While documenting journeys creates compelling content, successful Founder's Brand often uses a blend of approaches. It has a mix of Founder's personal stories and Customers' stories. They talk about parts of their journey that's relevant to end customer (or client) and they talk about real customer experience as well.

The most effective strategy often combines those approaches.

This gives you flexibility to create authentic content even when your personal journey or customer stories aren't the perfect fit for every topic.

#3: Study Successful Creators, Adapt Their Strategies (Not Their Content)

I remember hearing advice, "imitate the greatest and you'll become great." But I greatly misunderstood that concept. I thought it meant "steal ideas from others."

And only recently I understand what it means to "imitate" ethically. And I think word "imitate" is misleading, the better term is "model after".

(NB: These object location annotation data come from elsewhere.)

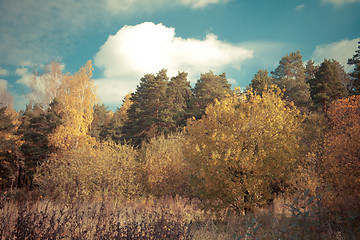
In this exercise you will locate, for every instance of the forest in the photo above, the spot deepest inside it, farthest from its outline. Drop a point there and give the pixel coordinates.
(279, 159)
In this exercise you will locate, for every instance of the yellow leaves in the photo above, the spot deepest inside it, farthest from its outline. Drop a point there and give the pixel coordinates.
(342, 148)
(77, 97)
(242, 143)
(89, 171)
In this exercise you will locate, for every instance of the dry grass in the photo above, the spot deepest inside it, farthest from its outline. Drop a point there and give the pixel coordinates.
(169, 218)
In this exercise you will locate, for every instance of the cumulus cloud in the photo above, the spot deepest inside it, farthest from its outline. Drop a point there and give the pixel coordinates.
(3, 84)
(32, 32)
(339, 3)
(299, 7)
(340, 51)
(201, 3)
(3, 72)
(124, 6)
(147, 48)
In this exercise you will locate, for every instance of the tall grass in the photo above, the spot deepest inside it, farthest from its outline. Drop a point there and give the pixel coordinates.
(172, 218)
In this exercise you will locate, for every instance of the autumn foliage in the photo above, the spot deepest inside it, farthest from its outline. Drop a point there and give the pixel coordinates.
(342, 152)
(244, 149)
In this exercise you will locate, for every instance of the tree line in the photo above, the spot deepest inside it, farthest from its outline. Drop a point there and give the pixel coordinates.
(294, 128)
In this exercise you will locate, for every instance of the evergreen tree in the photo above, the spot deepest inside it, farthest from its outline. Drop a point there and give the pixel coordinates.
(178, 94)
(8, 158)
(290, 76)
(113, 131)
(328, 84)
(146, 116)
(100, 121)
(261, 81)
(355, 75)
(208, 88)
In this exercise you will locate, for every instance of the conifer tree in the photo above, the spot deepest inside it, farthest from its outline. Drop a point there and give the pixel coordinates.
(8, 158)
(208, 88)
(290, 77)
(178, 94)
(146, 116)
(328, 84)
(261, 81)
(355, 75)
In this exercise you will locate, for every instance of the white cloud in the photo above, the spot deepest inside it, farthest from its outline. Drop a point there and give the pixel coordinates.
(34, 31)
(125, 6)
(147, 48)
(299, 7)
(201, 3)
(4, 72)
(339, 3)
(3, 84)
(340, 51)
(25, 76)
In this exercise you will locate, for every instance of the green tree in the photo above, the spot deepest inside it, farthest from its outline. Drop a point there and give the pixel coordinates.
(8, 156)
(290, 77)
(243, 150)
(178, 94)
(146, 115)
(328, 84)
(261, 81)
(208, 88)
(355, 75)
(113, 131)
(100, 122)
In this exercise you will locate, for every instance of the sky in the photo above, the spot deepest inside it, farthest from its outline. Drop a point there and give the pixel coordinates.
(126, 39)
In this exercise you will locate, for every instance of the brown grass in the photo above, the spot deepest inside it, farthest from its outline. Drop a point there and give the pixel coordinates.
(170, 218)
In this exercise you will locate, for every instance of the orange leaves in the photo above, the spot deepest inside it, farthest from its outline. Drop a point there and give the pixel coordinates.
(241, 144)
(342, 155)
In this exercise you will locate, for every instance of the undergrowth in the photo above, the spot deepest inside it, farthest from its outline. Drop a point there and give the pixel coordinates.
(303, 217)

For example, studying how others structure their content—whether they focus on short-form videos or in-depth articles. Or noticing which topics consistently generate engagement in my industry and leaning into those topics with my content.

You can analyze their audience growth tactics without copying the substance of what they create.

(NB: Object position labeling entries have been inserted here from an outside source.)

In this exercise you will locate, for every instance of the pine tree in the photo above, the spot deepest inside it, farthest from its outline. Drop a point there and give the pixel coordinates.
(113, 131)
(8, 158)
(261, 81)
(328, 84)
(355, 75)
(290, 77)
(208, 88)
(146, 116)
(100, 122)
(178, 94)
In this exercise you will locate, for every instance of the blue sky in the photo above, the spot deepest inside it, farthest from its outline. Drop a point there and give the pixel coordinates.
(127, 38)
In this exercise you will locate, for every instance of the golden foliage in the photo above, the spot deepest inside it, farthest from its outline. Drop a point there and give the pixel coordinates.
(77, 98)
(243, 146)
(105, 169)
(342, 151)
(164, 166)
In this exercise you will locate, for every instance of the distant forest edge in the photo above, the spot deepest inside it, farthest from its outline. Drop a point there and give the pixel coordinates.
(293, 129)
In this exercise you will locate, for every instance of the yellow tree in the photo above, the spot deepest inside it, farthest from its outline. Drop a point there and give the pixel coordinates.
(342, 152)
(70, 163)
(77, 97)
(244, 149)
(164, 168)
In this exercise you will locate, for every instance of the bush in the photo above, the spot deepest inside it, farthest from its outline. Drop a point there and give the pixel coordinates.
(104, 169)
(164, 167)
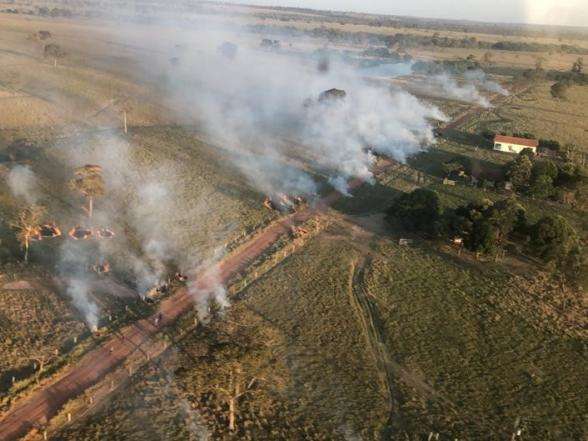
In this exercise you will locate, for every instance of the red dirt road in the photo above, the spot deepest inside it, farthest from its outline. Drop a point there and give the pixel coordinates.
(38, 408)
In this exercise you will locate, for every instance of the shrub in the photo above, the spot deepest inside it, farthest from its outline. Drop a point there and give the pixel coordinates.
(555, 241)
(419, 210)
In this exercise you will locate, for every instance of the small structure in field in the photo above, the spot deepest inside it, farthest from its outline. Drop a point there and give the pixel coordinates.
(80, 233)
(274, 45)
(53, 50)
(49, 231)
(101, 267)
(228, 50)
(512, 144)
(332, 95)
(43, 35)
(104, 233)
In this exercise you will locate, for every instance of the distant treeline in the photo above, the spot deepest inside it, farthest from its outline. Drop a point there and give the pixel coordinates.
(404, 41)
(389, 21)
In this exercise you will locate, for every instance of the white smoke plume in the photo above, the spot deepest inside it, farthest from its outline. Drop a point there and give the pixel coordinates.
(480, 78)
(78, 290)
(74, 261)
(257, 98)
(206, 286)
(23, 183)
(466, 92)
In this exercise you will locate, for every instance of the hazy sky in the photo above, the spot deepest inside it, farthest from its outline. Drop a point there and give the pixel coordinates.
(560, 12)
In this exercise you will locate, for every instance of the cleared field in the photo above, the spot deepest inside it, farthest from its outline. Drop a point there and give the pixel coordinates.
(324, 381)
(458, 329)
(36, 325)
(537, 112)
(400, 338)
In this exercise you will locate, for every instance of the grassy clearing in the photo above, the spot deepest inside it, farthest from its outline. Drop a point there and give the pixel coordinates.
(36, 324)
(456, 328)
(535, 111)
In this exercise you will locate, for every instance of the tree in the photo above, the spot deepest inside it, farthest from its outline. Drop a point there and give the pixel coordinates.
(569, 175)
(26, 226)
(487, 58)
(547, 168)
(542, 187)
(419, 210)
(242, 372)
(559, 90)
(507, 216)
(89, 182)
(485, 225)
(555, 241)
(519, 172)
(578, 66)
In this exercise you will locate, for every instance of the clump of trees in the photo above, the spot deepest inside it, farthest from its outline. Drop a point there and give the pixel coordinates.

On the other hand, problematic copying includes directly using someone else's examples or stories as your own or rephrasing their unique insights without giving proper credit. I never understood why is it so hard to give credit to original author?

For example, I follow creators like Dan Koe, Ed Lawrence and Sean Cannell, but I don't simply repeat what they say. Instead, I try their recommended strategies in my own business. Then I document my results (bad or good) and finally, I give credit (i.e. "I tried Sean's YouTube Challenge for 30 days")

But ultimately I focus on:

  • What are they doing that works?
  • What topics are they talking about?
  • What tactics seem effective?
  • What's trending? Why?
  • How do they create their hooks?
  • What type of editing (video or text) is popular right now?

For my other channel (my video marketing business), it's Rob Walling (from MicroConf) and Dan Martell, because, they also target SaaS founders and work with SaaS businesses.

Once again, we are not taking ideas and re-telling them. We are taking ideas, using them, trying them and telling everyone our results.

Take Home Points

The strategy for Founder's Brand content is simple.

  1. Tell your story and why you build the business you built, but make it relatable. If the story is about a a struggle you fixed for yourself, then
  2. Tell your journey, otherwise tell the journeys of your clients (customers). Sometimes you can tell both if your role is instrumental in theirs.
  3. Borrow strategies and ideas for content from your inspiration, but don't copy them.

We have to make it about our audience. If you're telling the story, what can THEY gain from it?

That means we should give them practical advice from our experience or offer a different perspective.

As you develop your Founder's Brand, you'll naturally share your perspective—but make sure these opinions are grounded in your actual experience. Even if you're new, you can offer valuable insights by:

  1. Clearly framing your level of expertise: 'After six months running my business, here's what I've learned...'
  2. Connecting opinions to specific experiences: 'When I tried this approach with my first three clients...'
  3. Backing opinions with research when your experience is limited: 'While I'm early in my journey, industry data suggests...'

Your unique perspective has value precisely because you're not an established expert—you're solving problems in real-time, just like your audience.

I am observing small and big business owners aggressively pursue building their personal brands. Even billionaires that probably do not care about making more money, still join creator's economy and share their knowledge online.

Whether you have a multimillion dollar SaaS, a service based agency or just sell fitness courses on Udemy, people want to know the "source" and nothing can give them that relatable perspective better than meeting the Person behind the Brand (business).

Keep in mind, business owners do buy from other business owners. Most of us are not selling to faceless corporations or bureaucratic governments. We are selling to other SMBs just like us. I.e. "he's one of us", so being a relatable face of a company matters a lot.